Dès lors, on comprend mieux l’hésitation de cinéastes éveillés à faire de la psychanalyse un remède (Bresson, Le diable probablement), ou du rêve un récit clair, linéaire et cohérent d’emblée (Lynch, Mulholland Drive), dans un monde envahi de spiritualistes mercantiles, d’idéologues scientistes camouflés en cinéastes. Les frères Cœn montrent bien récemment (voir The Man who wasn’t there) comment ces mises en scène d’idéologues alimentent une psychose générant simultanément une peur et une appropriation violente de l’autre, envers négatif de soi : dans une séquence mémorable, la voisine du protagoniste principal, l’assassin (Billy Bob Thornthon), en état de voyance, vient lui confier qu’elle sait que le meurtre de l’amant de sa femme n’est pas son œuvre, mais celle d’un mal absolu, d’une force extra-terrestre…

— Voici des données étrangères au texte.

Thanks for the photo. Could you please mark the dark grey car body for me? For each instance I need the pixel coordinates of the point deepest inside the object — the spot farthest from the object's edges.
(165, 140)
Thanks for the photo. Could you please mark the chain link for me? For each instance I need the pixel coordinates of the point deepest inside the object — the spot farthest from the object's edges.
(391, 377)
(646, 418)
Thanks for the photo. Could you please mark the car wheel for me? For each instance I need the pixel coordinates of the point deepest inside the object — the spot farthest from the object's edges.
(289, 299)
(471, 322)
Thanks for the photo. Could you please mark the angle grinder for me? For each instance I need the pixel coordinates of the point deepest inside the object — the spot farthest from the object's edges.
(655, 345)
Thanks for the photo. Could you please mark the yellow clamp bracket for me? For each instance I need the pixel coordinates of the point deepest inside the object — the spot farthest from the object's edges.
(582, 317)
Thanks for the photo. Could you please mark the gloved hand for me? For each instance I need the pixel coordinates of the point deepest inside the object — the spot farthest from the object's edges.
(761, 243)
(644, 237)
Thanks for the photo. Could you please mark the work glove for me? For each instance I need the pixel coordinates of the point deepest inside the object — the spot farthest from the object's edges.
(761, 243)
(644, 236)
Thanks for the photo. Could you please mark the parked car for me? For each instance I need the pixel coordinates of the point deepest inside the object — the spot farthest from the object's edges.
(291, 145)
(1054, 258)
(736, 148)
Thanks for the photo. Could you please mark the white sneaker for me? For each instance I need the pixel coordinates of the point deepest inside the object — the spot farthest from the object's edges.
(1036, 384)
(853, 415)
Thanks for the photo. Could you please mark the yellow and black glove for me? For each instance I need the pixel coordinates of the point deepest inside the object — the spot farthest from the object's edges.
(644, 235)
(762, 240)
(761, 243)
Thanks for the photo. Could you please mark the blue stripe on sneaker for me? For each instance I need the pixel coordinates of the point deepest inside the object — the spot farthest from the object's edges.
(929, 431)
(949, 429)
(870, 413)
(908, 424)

Par ce constat je ne veux pas rejeter absolument la composition formelle classique, le récit linéaire, mais simplement éclairer un paradoxe idéologique crucial dont les limites classiques sont porteuses. Feindre par la mise en scène la méconnaissance d’une situation dramatique est une chose ; d’une pensée fondatrice du vingtième siècle et de l’Histoire en est une autre. J’ajouterais : raconter une histoire au cinéma en semblant oublier l’Histoire qui a accompagné le siècle passé du cinéma, aujourd’hui, relève-t-il seulement d’une énergie conservatrice jeune et farouche ou d’une grande stupidité, d’une béatitude sourde côtoyant l’infamie ? Probablement un peu des deux. Ce constat, malheureusement, n’empêche pas le talent dont sont faits les faiseurs.